Finding best solutions to $Ax \approx b$
The linear least squares problem is one of the fundamental problems in numerical computations and it is closely linked to many problems in data science.
Recall that a system of linear equations can be expressed as \[ A \mathbf{x} = \mathbf{b} \] where $A$ contains the coefficients, $\mathbf{x}$ is a column vector containing the unknowns, and $\mathbf{b}$ collects the constant terms on the r.h.s.
Such a linear system has natural geometric interpretations.
There are multiple different geometric interpretations, depending on our point of views.

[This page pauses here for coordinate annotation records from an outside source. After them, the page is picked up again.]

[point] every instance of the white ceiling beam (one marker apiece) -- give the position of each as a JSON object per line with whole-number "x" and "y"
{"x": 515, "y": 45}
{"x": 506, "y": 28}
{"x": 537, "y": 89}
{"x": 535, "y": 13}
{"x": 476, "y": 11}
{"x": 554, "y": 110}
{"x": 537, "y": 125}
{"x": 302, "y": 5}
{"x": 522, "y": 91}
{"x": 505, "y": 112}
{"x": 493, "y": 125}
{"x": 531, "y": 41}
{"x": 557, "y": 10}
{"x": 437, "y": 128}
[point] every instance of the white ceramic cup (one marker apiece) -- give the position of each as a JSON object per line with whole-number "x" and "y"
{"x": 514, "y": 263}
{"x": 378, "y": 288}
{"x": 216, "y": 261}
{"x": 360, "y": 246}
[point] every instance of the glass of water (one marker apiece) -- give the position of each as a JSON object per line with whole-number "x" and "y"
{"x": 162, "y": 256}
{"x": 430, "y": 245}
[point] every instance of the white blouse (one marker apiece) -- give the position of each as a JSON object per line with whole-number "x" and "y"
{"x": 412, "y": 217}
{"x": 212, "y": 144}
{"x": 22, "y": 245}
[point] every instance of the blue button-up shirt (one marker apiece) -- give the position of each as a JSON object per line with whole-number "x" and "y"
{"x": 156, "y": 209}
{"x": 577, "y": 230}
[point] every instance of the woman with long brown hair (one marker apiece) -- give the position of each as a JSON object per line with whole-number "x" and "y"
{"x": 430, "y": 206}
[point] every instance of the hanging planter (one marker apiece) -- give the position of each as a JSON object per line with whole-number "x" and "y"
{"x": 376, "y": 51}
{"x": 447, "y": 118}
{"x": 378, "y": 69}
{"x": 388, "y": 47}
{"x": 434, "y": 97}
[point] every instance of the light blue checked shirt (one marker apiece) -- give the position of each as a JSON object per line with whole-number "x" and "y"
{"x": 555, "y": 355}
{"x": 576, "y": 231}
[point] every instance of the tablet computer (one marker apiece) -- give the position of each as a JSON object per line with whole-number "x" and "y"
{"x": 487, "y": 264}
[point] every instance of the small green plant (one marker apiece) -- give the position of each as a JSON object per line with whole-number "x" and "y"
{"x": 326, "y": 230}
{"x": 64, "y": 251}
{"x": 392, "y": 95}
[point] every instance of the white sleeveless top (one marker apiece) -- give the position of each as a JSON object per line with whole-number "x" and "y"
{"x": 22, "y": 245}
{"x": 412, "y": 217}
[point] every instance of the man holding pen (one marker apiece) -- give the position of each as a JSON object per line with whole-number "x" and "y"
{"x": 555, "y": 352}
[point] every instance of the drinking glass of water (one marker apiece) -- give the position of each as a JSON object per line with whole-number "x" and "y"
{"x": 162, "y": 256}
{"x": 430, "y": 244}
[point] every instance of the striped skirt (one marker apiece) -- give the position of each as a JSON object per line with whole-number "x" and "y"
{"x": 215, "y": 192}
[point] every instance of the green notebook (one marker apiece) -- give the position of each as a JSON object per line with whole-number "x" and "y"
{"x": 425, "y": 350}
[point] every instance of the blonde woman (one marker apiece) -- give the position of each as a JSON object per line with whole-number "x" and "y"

Holding these very different interpretations at the same time is an important skill we need to develop.
\[ \left\{ \begin{aligned} 1x + 2y &= 1 \\ 3x - 2y &= 3 \end{aligned} \right. \]
is equivalent to the problem of intersecting two lines.
The system of equations \[ \left\{ \begin{aligned} 1x + 2y &= 1 \\ 3x - 2y &= 3 \end{aligned} \right. \] is equivalent to \[ x \, \begin{bmatrix} 1 \\ 3 \end{bmatrix} + y \, \begin{bmatrix} 2 \\ -2 \end{bmatrix} = \begin{bmatrix} 1 \\ 3 \end{bmatrix} \]
Using the "row" interpretation, it is easy to see why a system of 3 equations in 2 unknowns may not have a solution (unless the configuration of the 3 lines is very "special").
It is common, in applications, to encounter linear systems that has no solutions, i.e., we cannot there is no $\mathbf{x}$ such that \[ A \mathbf{x} = \mathbf{b}. \]
The next best thing is to find the "best" solution to \[ A \mathbf{x} \approx \mathbf{b} \]
But what does "best" mean?
One choices is to minimize the difference between $A \mathbf{x}$ and $\mathbf{b}$, which is known as the residual.
That is, we aim to find $\mathbf{x}$ that will minimize $\| A \mathbf{x} - \mathbf{b} \|$. For technical reasons (calculus), it is much easier to minimize the square of this instead.